We applied the targeted assays towards detecting endogenous protein isoforms using retention time scheduled PRM. Because the scan speed of the mass spectrometer limits the number of peptides that can be simultaneously targeted in one experiment, we performed a proof-of-principle experiment where we selected a small subset of non-canonical peptides to monitor in a scheduled PRM analysis. To select these qualifying peptides, we first performed a DDA shotgun proteomics experiment on commercially available human heart lysates. These results were then matched against predicted spectral and retention time values using Skyline. In total, we shortlisted 27 non-canonical peptides based on putative identification from the DDA data in a conventional database search (Percolator q-value ≤ 0.01) or the quality of their match to computed spectra (Skyline spectral library match dotp ≥ 0.7), and additionally included 2 known PKM isoform peptides. Among the 29 targeted peptides, we successfully detected 22 endogenous splice isoform peptides in the human heart lysate (Figure 1B; Supplementary Table S2; Supplementary Data S3). These peptides were identified based on spectral matching with Skyline, conventional database search, and manual data inspection by mass spectrometrists. The non-canonical sequences also showed good differential explanatory power in peptide-spectrum matches over second-best hit sequences or canonical-only searches (Supplementary Figure S2; Supplementary Tables S3–S4). To further assess the reproducibility of the workflow and applicability to other sample types, we also acquired PRM data on 3 biological replicates of human AC16 cardiomyocyte cell lines, in which 14 isoform peptides were consistently identified from all 3 biological replicates with dotp scores ranging from 0.79 to 0.95 (Supplementary Figure S3).

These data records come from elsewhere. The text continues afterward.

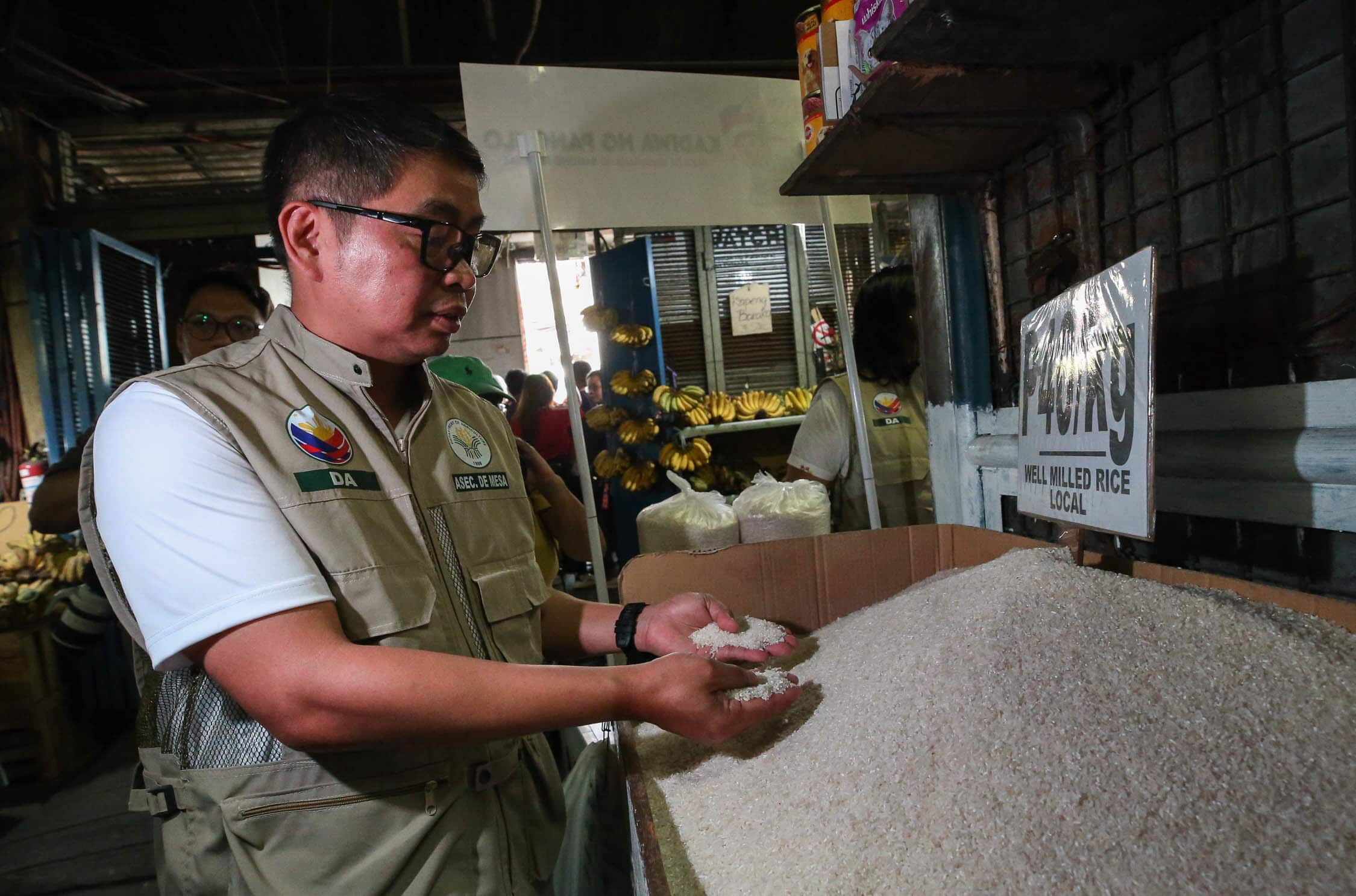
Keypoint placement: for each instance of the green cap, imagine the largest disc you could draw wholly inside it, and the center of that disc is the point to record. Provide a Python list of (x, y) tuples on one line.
[(471, 373)]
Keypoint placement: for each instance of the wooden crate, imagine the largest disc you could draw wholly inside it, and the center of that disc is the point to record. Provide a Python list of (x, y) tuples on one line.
[(40, 745), (28, 665)]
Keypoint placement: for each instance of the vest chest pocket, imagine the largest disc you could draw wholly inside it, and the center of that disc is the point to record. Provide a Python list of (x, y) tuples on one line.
[(512, 593), (391, 605)]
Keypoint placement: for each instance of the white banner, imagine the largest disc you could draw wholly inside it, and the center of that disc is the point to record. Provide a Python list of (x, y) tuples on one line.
[(641, 149), (1085, 434)]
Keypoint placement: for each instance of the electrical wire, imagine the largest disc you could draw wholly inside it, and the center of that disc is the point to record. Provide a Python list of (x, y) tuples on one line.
[(110, 48), (532, 31)]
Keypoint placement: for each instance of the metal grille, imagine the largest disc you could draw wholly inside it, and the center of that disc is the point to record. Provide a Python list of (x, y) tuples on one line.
[(64, 335), (449, 555), (128, 288), (858, 254), (677, 277), (756, 254), (1235, 156)]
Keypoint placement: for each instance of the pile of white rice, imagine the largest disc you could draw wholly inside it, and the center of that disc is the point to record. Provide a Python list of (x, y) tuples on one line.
[(1031, 727)]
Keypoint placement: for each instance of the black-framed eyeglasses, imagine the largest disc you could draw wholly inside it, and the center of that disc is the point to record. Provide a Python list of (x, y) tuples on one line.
[(444, 245), (205, 327)]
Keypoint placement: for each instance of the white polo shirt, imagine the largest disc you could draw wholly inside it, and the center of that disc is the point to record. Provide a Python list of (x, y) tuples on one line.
[(198, 542)]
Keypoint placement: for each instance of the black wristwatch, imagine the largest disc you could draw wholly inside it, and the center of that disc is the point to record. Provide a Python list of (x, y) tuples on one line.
[(626, 631)]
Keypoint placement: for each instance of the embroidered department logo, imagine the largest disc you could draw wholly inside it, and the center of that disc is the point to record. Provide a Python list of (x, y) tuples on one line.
[(467, 443), (886, 403), (319, 437)]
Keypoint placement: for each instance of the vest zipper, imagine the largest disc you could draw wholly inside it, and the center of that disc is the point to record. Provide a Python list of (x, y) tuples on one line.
[(430, 789), (457, 584)]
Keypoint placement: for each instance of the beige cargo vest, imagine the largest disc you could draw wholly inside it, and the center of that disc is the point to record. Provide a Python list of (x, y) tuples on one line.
[(897, 431), (426, 542)]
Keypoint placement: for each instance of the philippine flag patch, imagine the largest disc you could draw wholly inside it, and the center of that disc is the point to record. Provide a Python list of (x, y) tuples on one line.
[(887, 403), (319, 437)]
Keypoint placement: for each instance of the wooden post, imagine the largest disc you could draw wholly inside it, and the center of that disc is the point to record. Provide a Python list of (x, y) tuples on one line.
[(1072, 537)]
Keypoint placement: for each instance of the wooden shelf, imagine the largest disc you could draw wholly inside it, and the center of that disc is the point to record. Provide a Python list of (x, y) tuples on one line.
[(939, 129), (1044, 33), (979, 82), (739, 426)]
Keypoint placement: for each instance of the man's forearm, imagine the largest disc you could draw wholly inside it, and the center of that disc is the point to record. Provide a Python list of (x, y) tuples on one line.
[(573, 628), (384, 696)]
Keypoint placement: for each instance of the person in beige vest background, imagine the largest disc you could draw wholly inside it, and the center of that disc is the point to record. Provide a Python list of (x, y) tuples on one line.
[(891, 389), (324, 555)]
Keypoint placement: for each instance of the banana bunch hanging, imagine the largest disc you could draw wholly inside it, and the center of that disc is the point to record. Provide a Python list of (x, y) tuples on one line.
[(685, 460), (37, 556), (632, 335), (26, 591), (600, 319), (633, 384), (638, 431), (639, 476), (603, 418), (798, 400), (756, 406), (679, 400), (609, 464), (720, 409)]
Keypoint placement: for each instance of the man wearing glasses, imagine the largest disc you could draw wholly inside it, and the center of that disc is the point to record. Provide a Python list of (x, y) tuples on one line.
[(326, 555)]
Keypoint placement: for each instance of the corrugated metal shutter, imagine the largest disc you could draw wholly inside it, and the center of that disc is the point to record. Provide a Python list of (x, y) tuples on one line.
[(756, 254), (96, 310), (677, 274), (128, 289), (858, 257)]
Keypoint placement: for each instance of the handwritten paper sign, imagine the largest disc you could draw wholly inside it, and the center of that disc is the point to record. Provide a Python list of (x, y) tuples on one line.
[(750, 310)]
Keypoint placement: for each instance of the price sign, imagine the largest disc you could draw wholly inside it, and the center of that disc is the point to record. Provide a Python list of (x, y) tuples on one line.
[(1085, 436)]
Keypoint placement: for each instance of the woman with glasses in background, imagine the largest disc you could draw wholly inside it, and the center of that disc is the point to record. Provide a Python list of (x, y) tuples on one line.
[(218, 310)]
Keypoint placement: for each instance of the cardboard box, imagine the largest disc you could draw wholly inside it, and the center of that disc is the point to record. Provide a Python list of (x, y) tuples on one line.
[(807, 583), (14, 522)]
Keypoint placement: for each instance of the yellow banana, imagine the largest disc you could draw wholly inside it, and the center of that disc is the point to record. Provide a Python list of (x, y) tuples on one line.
[(600, 418)]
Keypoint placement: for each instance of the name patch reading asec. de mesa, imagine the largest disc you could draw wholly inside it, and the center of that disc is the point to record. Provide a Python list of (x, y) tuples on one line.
[(479, 481)]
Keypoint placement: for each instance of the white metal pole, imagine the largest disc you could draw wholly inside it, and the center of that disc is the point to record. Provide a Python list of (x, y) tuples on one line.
[(859, 414), (529, 147)]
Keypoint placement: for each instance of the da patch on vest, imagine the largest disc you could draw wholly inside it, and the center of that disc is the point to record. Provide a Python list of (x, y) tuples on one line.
[(321, 480), (479, 481), (319, 437), (469, 446)]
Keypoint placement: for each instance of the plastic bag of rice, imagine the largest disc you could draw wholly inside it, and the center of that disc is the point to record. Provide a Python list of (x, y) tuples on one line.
[(688, 521), (769, 510)]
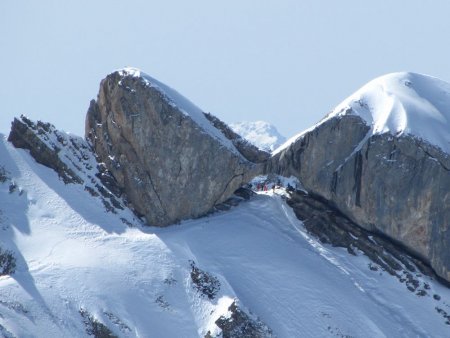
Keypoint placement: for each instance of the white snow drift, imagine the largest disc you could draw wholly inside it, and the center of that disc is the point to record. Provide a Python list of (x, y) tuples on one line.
[(401, 104), (73, 255)]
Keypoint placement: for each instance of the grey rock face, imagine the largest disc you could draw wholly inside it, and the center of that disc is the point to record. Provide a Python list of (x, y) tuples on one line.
[(25, 134), (169, 167), (396, 186)]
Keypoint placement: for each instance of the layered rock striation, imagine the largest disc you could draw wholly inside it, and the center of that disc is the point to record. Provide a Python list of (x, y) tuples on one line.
[(380, 168), (169, 159)]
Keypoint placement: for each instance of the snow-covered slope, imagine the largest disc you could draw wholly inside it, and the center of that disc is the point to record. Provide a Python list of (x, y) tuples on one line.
[(405, 103), (260, 133), (72, 255), (401, 104)]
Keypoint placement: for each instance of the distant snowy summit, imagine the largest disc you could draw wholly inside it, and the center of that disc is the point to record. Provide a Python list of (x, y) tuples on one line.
[(260, 133), (404, 104)]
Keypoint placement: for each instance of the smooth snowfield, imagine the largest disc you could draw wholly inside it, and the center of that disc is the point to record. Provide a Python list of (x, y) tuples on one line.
[(401, 104), (72, 254)]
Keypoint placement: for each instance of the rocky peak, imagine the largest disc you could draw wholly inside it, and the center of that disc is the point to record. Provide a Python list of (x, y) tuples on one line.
[(380, 158), (169, 159)]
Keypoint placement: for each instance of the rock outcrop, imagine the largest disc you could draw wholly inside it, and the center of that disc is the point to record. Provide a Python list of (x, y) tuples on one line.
[(169, 159), (397, 186)]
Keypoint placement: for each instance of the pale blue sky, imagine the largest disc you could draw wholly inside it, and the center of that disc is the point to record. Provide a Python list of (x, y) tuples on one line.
[(286, 62)]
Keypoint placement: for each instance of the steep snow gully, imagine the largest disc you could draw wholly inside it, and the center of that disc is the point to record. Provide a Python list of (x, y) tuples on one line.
[(73, 255)]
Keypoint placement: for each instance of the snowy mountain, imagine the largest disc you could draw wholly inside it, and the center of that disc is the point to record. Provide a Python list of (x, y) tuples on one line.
[(342, 232), (82, 270), (260, 133), (400, 104)]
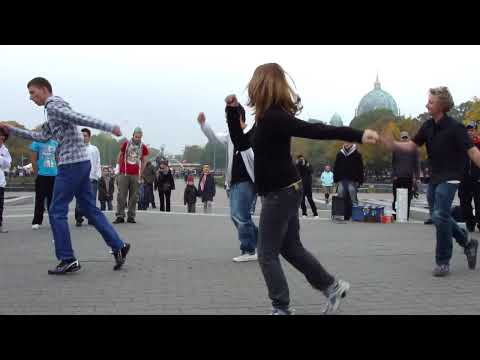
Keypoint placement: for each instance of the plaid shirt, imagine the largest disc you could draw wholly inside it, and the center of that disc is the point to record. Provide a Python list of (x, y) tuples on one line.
[(61, 125)]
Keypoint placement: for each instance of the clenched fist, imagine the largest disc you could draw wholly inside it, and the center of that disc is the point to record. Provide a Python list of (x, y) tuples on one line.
[(370, 137)]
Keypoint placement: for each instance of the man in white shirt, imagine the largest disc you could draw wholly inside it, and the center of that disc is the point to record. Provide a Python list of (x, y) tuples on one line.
[(95, 172), (5, 162)]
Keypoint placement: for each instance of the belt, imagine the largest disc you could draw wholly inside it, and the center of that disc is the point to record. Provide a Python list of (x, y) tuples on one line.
[(295, 185)]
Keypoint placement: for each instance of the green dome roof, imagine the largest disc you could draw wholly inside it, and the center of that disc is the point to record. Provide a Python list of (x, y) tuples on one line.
[(377, 99), (336, 120)]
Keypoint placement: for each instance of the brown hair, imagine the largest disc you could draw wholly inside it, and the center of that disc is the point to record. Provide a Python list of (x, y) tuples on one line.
[(40, 82), (444, 96), (269, 86)]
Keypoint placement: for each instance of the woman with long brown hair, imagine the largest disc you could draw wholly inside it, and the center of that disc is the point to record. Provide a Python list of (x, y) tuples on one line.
[(278, 183)]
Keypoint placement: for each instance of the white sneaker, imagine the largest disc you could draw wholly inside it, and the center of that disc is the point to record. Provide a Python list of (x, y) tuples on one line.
[(334, 294), (246, 257)]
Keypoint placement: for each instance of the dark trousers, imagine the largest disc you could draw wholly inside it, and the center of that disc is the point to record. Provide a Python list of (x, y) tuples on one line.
[(279, 233), (2, 197), (403, 183), (467, 191), (307, 193), (164, 199), (149, 196), (104, 203), (43, 191)]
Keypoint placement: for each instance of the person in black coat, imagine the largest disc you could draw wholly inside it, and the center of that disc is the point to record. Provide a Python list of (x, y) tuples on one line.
[(305, 170), (206, 189), (348, 174), (190, 195), (106, 187), (165, 184)]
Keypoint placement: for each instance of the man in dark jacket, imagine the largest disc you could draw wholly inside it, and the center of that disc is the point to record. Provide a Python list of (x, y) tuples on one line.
[(148, 177), (206, 189), (305, 170), (469, 187), (348, 174), (405, 171)]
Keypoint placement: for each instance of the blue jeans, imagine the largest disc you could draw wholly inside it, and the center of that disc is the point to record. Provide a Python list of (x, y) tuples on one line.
[(78, 212), (241, 197), (73, 180), (440, 197)]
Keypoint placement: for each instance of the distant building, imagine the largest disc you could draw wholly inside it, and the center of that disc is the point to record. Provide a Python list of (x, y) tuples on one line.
[(377, 99)]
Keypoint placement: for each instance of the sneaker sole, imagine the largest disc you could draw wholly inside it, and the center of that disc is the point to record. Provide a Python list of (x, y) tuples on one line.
[(69, 271), (119, 266), (246, 260), (472, 262), (343, 295)]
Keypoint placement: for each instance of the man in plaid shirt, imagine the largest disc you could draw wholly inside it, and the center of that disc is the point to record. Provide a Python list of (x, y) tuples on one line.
[(73, 177)]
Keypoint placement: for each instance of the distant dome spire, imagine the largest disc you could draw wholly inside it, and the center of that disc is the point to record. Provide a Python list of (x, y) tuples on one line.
[(377, 83)]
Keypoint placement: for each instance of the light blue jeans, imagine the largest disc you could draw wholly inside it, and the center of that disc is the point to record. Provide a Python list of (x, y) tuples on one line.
[(242, 196)]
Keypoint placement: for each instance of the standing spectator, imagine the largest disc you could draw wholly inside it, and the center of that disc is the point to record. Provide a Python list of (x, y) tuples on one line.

The 22 identified isoform peptides from human heart tissues include those from three different splice types (mutually exclusive exons, skipped exons, alternative 3′ splice sites) (Figure 2; Supplementary Data S4), correspond to both popular and less studied proteins in the heart (Figure 1B), and belong to proteins with diverse functions including sarcomere stability, epigenetic regulations, and oxidative stress responses. In some instances, we observed an intersection of alternative sequences with known post-translational modification sites and protein-protein interaction surfaces that provide clues to potential functional significance (Figure 2B–C). In the relatively well-characterized KPYM splice isoforms PKM1/PKM2, the alternative exon excluded in PKM1 overlaps with a cluster of post-translational modification sites in the designated canonical form (PKM2) including two 4-hydroxyproline sites at PKM2 P403 and P408 that are known to participate in HIF1ɑ binding and transactivation [14] (Figure 2C). In tropomyosin-1 (TPM1), one of four tropomyosin ortholog genes that function to stabilize actin filaments and which itself has over 10 potential splice isoforms, we detected a peptide arising from a mutually exclusive exon splice event which corresponds to the uncharacterized Uniprot TPM1 isoform 4 (P09493–4) (Figure 2B). This sequence replaces residues 189–212 in the canonical TPM1 sequence, which sits at a groove in the actin-binding interface (PDB 4A7L) and which spans likely pathogenic variants for hypertrophic cardiomyopathy (e.g., ClinVar p.E192K and p.N203K) (Figure 2C). To our knowledge, antibodies that distinguish between TPM1 splice isoforms are not commercially available, hence the targeted mass spectrometry method presented here offers a promising tool to characterize the expression and functions of these isoforms across sample types.
4. Conclusion
Reliable detection methods are essential for understanding protein biological function [15]. There is currently a dearth of targeted quantification assays for protein isoforms arising from alternative splicing. Here, we used machine learning predicted mass spectra as an alternative to labeled synthetic peptides to support the detection of non-canonical protein isoform sequences in targeted mass spectrometry. We found that the predicted peptide fragmentation patterns are compared to endogenous peptides to target peptides from non-canonical isoforms in the human heart. This strategy may avail routine targeted detection of less studied proteins isoforms and advance understanding of alternative splicing in the heart.
Supplementary Material
Supplementary Figure S2 | Confidence of Peptide-Spectrum matches in Non-canonical vs. Canonical Searches. Scatterplot showing peptide confidence after all cardiac tissue mass spectrometry data from PXD006675 were searched in bulk using either a custom isoform database or SwissProt Homo sapiens canonical sequences (v.2020_05, 20370 entries). The x axis shows the −log10 posterior error probability (higher = more confident identification) at the spectrum level for 723 re-identified candidate isoform peptides. Approx. 83% of the re-identified non-canonical peptides were re-identified at PEP ≤ 0.01. In the parallel SwissProt search (y-axis), few of these spectra could be confidently assigned to canonical sequences.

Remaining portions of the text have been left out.